Half-Life 2 for Linux Review
key review info
- Game: Half-Life 2
- Platform: Linux
- Gamepad support: N/a
- Reviewed on:
- Show system requirements
Gamers only have to say the name Half-Life 2 and everyone knows what the game is all about, but Linux gamers are not accustomed with this kind of quality. We'll take a closer look at this game that only recently managed to arrive on the Linux platform.
The fragmentation of the Linux community has been (and still is) the biggest hurdle for any major gaming company. Some studios released the source code for various smaller titles in the past, but the porting work has been marginal, at best.
The first company to break the ice, and by this I mean to invest a colossal sum of money in the Linux platform, was Valve. It was the first to provide a digital distribution client for games when users were still battling for enough bandwidth.
The presence of Half-Life 2 on Linux is actually an investment in the future, made by Valve, but how does it actually hold up to scrutiny? Was it worth it?
Installing Half-Life 2 is impossible without installing Steam for Linux first. This is actually quite simple and it can be done in a couple of ways. The methods shown here have been tested in Ubuntu 13.04 64-bit.
You can download the .deb file from the official Steam website and run it with a simple double click. This action will open Ubuntu Software Center, which will take care of the rest (you can also install straight from USC, but you're going to need an account and that's too much of a hassle).
The second method is somewhat cleaner and it's done in a more purist way. Download the .deb file from the Steam website, open a terminal, navigate to the location of the file, and enter the following command:
sudo dpkg -i steam.deb
If the installation fails due to some missing dependencies, just enter the following command in the same terminal:
sudo apt-get install -f
The command will trigger the dependency download and the rest of the Steam .deb installation.
Story and Gameplay
Even the most hard-core Linux users have heard of Half-Life 2, or at least the ones that are, at most, pushing 40. The story of Gordon Freeman’s origins is well known and it goes back to the first Half-Life.

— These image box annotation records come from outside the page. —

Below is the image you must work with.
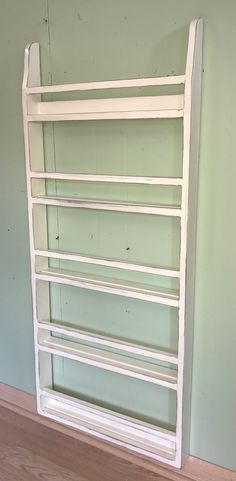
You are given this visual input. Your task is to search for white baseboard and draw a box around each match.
[0,383,236,481]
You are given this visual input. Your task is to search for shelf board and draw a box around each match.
[39,387,176,462]
[32,196,181,217]
[38,336,177,390]
[35,267,179,307]
[26,75,185,95]
[33,249,180,278]
[37,321,178,365]
[27,94,184,122]
[30,172,183,186]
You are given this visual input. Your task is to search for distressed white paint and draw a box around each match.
[38,315,178,364]
[30,172,183,186]
[32,196,181,217]
[23,20,202,467]
[34,249,180,278]
[26,73,185,94]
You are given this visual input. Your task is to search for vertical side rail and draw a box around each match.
[22,43,52,412]
[176,19,202,467]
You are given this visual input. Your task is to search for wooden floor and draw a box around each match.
[0,407,172,481]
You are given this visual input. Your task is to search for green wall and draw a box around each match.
[0,0,236,470]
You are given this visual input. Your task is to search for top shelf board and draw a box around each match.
[27,94,184,122]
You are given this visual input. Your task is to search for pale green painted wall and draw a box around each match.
[0,0,236,470]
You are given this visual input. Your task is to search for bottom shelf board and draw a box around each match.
[38,336,177,390]
[38,388,177,466]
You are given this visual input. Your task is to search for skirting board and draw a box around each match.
[0,383,236,481]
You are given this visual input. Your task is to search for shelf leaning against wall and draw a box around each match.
[23,19,202,467]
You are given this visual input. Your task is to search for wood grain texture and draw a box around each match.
[0,384,236,481]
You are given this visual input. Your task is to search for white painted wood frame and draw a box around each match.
[22,19,202,467]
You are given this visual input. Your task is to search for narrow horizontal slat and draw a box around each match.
[40,391,176,464]
[26,75,185,95]
[35,94,184,115]
[35,268,179,307]
[40,386,176,443]
[34,249,180,278]
[39,388,176,462]
[32,196,181,217]
[37,322,178,364]
[26,110,183,122]
[30,172,183,186]
[38,336,177,390]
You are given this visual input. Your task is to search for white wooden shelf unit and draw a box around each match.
[23,19,202,467]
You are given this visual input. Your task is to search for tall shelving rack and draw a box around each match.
[23,19,202,467]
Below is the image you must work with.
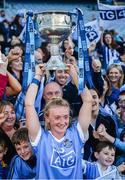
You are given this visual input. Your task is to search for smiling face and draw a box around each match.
[45,106,69,139]
[2,105,16,127]
[104,34,112,45]
[90,89,100,112]
[43,82,63,103]
[15,141,33,161]
[11,57,23,71]
[108,67,122,84]
[55,70,69,86]
[95,146,115,169]
[118,94,125,112]
[0,145,7,162]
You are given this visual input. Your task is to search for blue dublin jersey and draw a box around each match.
[31,121,85,179]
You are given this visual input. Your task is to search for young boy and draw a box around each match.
[83,141,125,179]
[0,137,8,179]
[8,128,36,179]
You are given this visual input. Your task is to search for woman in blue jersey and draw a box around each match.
[25,64,92,179]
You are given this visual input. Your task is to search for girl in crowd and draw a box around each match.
[0,102,18,165]
[25,65,92,179]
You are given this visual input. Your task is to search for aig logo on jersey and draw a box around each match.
[51,148,76,169]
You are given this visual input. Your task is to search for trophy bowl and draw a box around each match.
[36,11,72,70]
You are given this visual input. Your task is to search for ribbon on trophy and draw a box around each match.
[76,8,94,94]
[15,11,35,120]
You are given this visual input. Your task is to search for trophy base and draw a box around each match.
[46,55,66,70]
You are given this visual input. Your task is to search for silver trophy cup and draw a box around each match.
[36,11,72,70]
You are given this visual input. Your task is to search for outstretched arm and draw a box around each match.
[78,88,92,133]
[25,64,44,141]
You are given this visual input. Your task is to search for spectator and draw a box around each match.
[0,137,8,179]
[83,141,125,179]
[25,65,92,179]
[7,128,36,179]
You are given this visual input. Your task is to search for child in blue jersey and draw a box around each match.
[25,64,92,179]
[82,141,125,179]
[0,137,8,179]
[8,128,36,179]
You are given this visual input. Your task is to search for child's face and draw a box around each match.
[15,141,33,160]
[0,145,7,161]
[95,147,115,168]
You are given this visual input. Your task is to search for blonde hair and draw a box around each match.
[107,64,124,88]
[43,97,70,130]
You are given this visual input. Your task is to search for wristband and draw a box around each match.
[32,78,40,86]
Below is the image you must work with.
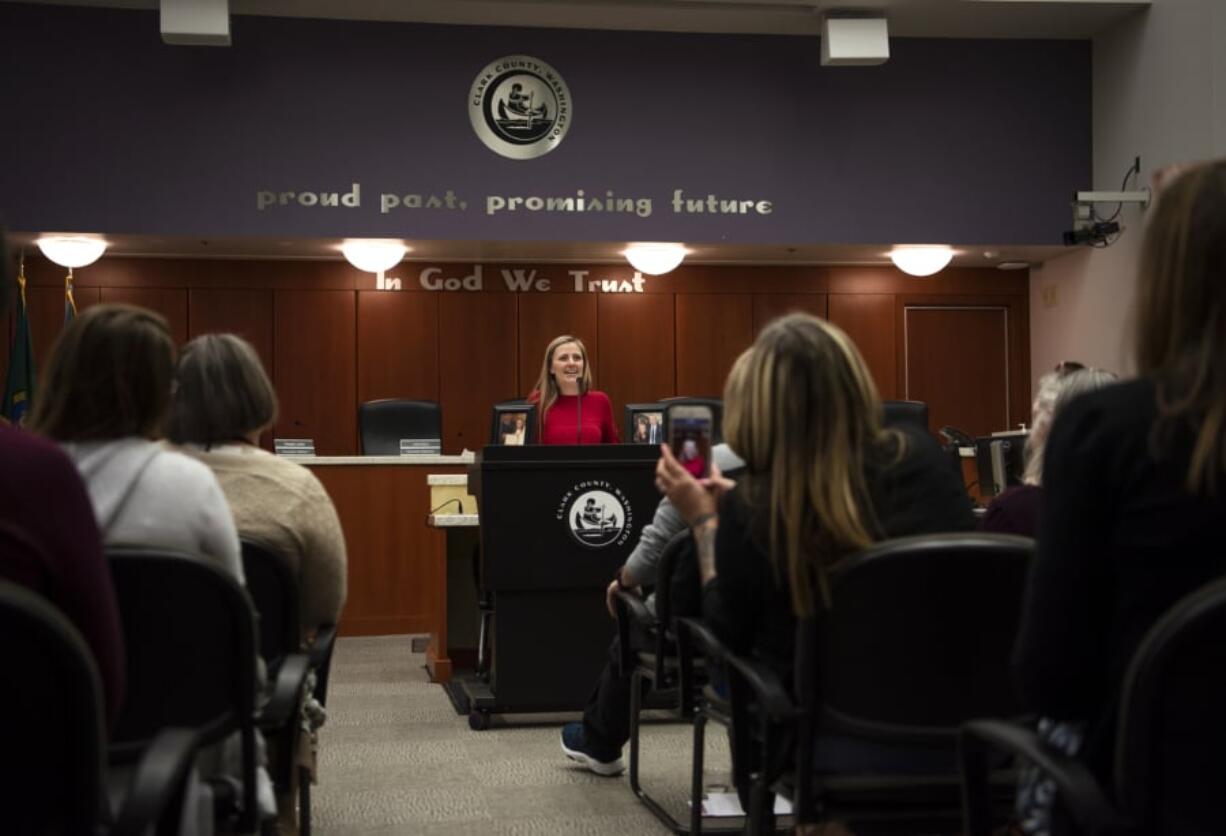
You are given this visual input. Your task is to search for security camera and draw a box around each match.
[1064,221,1119,246]
[1073,189,1150,206]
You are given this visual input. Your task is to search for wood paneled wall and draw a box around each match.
[5,256,1030,455]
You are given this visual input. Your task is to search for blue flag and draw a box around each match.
[2,265,34,427]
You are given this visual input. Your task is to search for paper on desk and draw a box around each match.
[702,792,792,819]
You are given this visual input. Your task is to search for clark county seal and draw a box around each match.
[468,55,571,159]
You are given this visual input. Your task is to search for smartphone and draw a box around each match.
[666,405,714,479]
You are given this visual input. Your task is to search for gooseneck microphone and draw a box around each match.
[575,375,584,444]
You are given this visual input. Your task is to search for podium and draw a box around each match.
[460,445,660,729]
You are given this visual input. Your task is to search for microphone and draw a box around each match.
[575,375,584,444]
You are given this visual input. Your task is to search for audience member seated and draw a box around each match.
[1015,161,1226,832]
[31,305,243,580]
[166,333,346,834]
[656,314,975,771]
[980,362,1116,537]
[562,443,743,776]
[166,333,346,647]
[0,235,124,726]
[31,305,276,815]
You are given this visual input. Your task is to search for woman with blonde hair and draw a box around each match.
[656,314,975,710]
[1015,161,1226,832]
[31,305,243,580]
[166,333,347,647]
[980,363,1117,537]
[528,335,619,444]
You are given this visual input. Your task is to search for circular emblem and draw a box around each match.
[566,490,625,548]
[468,55,571,159]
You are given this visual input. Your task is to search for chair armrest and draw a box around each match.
[109,728,196,836]
[308,624,336,671]
[613,590,656,677]
[958,720,1135,836]
[673,615,728,661]
[615,590,656,628]
[723,652,799,722]
[256,653,310,729]
[310,624,336,705]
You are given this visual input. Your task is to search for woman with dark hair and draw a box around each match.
[166,333,346,646]
[656,314,975,750]
[528,335,618,444]
[31,305,243,580]
[0,230,124,724]
[1015,161,1226,832]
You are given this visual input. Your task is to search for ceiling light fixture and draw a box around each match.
[36,235,107,270]
[890,246,954,276]
[622,243,689,276]
[341,239,408,291]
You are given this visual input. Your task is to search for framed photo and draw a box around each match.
[625,403,667,444]
[489,401,536,446]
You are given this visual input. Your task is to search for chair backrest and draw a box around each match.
[0,581,105,836]
[358,397,443,456]
[243,539,302,671]
[1114,579,1226,834]
[796,533,1034,744]
[881,401,928,433]
[107,549,255,755]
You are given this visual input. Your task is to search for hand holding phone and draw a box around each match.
[667,405,712,479]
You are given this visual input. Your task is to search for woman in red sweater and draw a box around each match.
[528,335,620,444]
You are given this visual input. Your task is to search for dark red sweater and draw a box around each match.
[0,427,124,726]
[528,390,620,444]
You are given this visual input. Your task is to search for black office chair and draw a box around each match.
[881,401,928,433]
[727,533,1034,834]
[0,581,196,836]
[614,530,735,834]
[358,397,443,456]
[107,548,307,832]
[243,539,336,836]
[961,580,1226,836]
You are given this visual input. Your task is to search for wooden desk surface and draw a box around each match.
[306,456,466,636]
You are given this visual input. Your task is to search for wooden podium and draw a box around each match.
[457,445,660,729]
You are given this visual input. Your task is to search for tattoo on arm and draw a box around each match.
[694,519,718,585]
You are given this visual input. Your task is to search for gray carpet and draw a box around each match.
[313,636,731,836]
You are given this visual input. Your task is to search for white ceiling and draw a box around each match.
[7,0,1147,266]
[14,0,1152,38]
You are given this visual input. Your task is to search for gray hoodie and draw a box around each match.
[625,444,745,588]
[63,436,243,581]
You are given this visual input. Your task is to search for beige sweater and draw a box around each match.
[184,444,346,642]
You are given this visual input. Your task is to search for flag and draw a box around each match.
[2,265,34,427]
[64,267,76,325]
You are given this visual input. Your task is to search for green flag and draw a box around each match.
[64,267,76,326]
[2,265,34,427]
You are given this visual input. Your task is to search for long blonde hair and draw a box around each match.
[1021,363,1117,485]
[1135,161,1226,487]
[723,314,902,617]
[530,333,592,427]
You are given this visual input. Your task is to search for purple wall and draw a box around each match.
[0,4,1091,244]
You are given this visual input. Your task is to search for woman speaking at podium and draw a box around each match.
[528,335,619,444]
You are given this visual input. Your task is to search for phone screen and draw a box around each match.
[668,407,711,479]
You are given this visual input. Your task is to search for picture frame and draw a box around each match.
[489,401,537,446]
[624,402,668,444]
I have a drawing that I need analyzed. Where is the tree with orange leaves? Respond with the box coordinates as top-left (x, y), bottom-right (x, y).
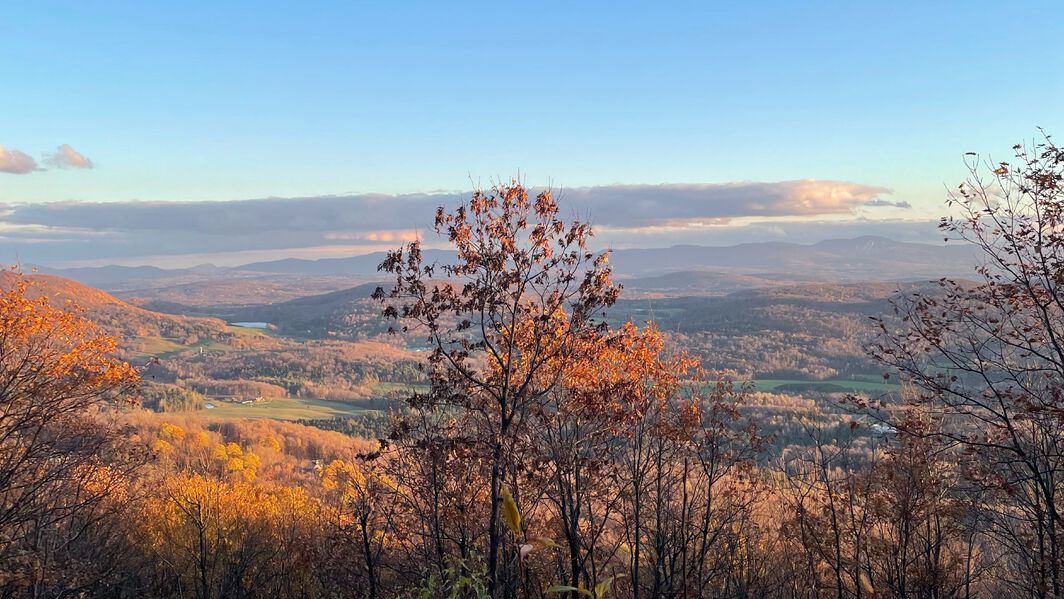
top-left (376, 181), bottom-right (619, 597)
top-left (0, 272), bottom-right (140, 596)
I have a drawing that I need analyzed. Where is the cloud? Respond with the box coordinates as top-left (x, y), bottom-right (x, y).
top-left (45, 144), bottom-right (95, 168)
top-left (560, 180), bottom-right (891, 227)
top-left (0, 146), bottom-right (37, 174)
top-left (862, 198), bottom-right (913, 209)
top-left (0, 179), bottom-right (898, 262)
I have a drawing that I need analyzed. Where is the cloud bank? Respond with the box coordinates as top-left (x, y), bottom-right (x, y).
top-left (0, 179), bottom-right (908, 264)
top-left (0, 146), bottom-right (37, 174)
top-left (45, 144), bottom-right (94, 168)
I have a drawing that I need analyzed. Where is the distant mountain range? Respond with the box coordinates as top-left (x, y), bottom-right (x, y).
top-left (40, 236), bottom-right (977, 289)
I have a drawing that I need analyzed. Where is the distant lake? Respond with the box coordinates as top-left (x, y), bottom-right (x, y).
top-left (230, 322), bottom-right (269, 329)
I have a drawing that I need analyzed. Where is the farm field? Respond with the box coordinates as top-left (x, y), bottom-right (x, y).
top-left (751, 379), bottom-right (899, 394)
top-left (192, 398), bottom-right (377, 420)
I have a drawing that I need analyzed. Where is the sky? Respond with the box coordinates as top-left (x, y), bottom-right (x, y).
top-left (0, 1), bottom-right (1064, 265)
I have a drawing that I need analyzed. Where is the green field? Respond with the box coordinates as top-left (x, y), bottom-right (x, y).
top-left (751, 379), bottom-right (898, 394)
top-left (130, 337), bottom-right (233, 357)
top-left (193, 398), bottom-right (376, 420)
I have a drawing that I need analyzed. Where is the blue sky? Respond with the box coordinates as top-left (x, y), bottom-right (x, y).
top-left (0, 1), bottom-right (1064, 264)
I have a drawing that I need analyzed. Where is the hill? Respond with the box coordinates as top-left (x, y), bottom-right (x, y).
top-left (0, 271), bottom-right (232, 349)
top-left (47, 236), bottom-right (976, 289)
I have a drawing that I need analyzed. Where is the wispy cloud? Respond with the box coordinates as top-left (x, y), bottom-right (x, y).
top-left (0, 180), bottom-right (908, 262)
top-left (0, 146), bottom-right (37, 174)
top-left (45, 144), bottom-right (95, 168)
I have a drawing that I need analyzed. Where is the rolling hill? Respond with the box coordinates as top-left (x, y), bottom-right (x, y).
top-left (0, 271), bottom-right (232, 349)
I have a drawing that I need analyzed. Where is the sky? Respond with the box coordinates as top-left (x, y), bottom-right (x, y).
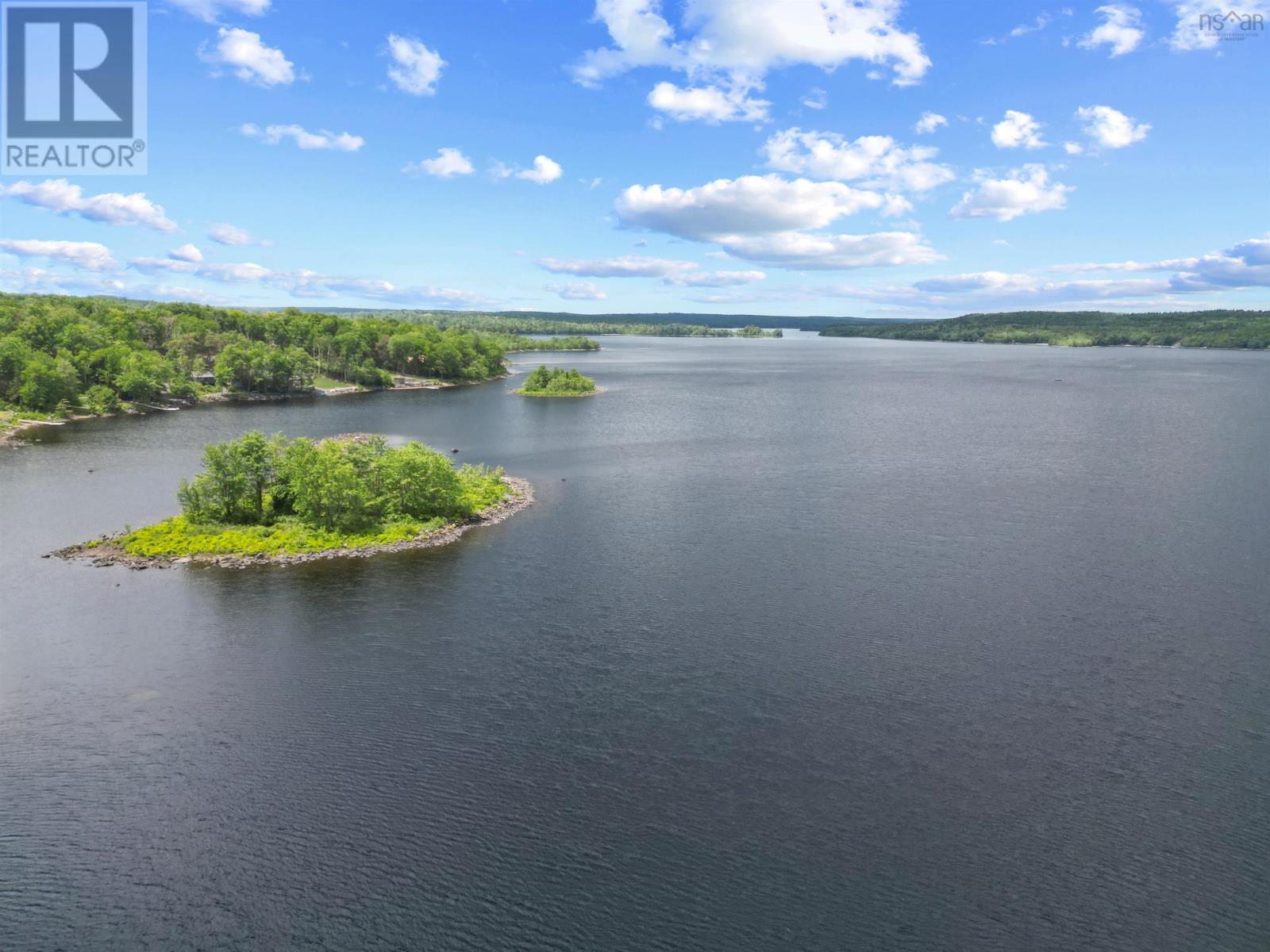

In any case, players will once again take the role of Gordon Freeman as he's arriving in City 17, which is currently occupied by an extraterrestrial race called The Combine.
The game does provide some hints that it's a city in the Eastern Europe or from the Soviet bloc, but this is where the similarities with our world end.
The Combine is using the human populations as a docile work force, but as always, a Resistance is keeping the aliens occupied.
Gordon manages to make contact to the Resistance, only to get lost very soon after that. The rest of the game is a never-ending race against the clock and against the enemy, who is doing everything in their power to stop you.
Gordon has proven to be an agent of chaos and the Combine is all about order. Before reaching the mind boggling conclusion, the player will also learn to love Alyx Vance, an AI companion that has been almost unrivaled the last eight years of game development.
Even if the main character never says a word, not even when he gets shot, the voice acting is exquisite and it's still something to strive for today.
The gameplay itself doesn't separate itself from the rest of the FPS pack, with one exception. Valve was the first studio to introduce a weapon that could physically manipulate other objects, and a lot of other games have since copied this feature, in one way or another.
The graphics aren't too shabby either. Keep in mind that the game has been launched originally back in 2004. It's hard to imagine that a game could keep up, after so many years, but Linux users don't have the same standards in this department.
Half-Life 2 is also accompanied by a substantial multiplayer mode that is extremely robust and fun to play. Throwing toilets with the Gravity Gun is just as amusing as it sounds.
- Great atmosphere
- Run great on Linux
- Lots of hours of gameplay
- Great multiplayer
- Very good voice acting
- The game is still unstable
If we ignore the small problems that inevitably appear when porting a game from the Windows to the Linux platform, we have to admit that Half-Life 2 is one of the best titles on Steam for Linux.
Whether this is a good sign or not, we'll let you to decide, but you are not a complete gamer until you have finished Half-Life 2 on at least two different platforms.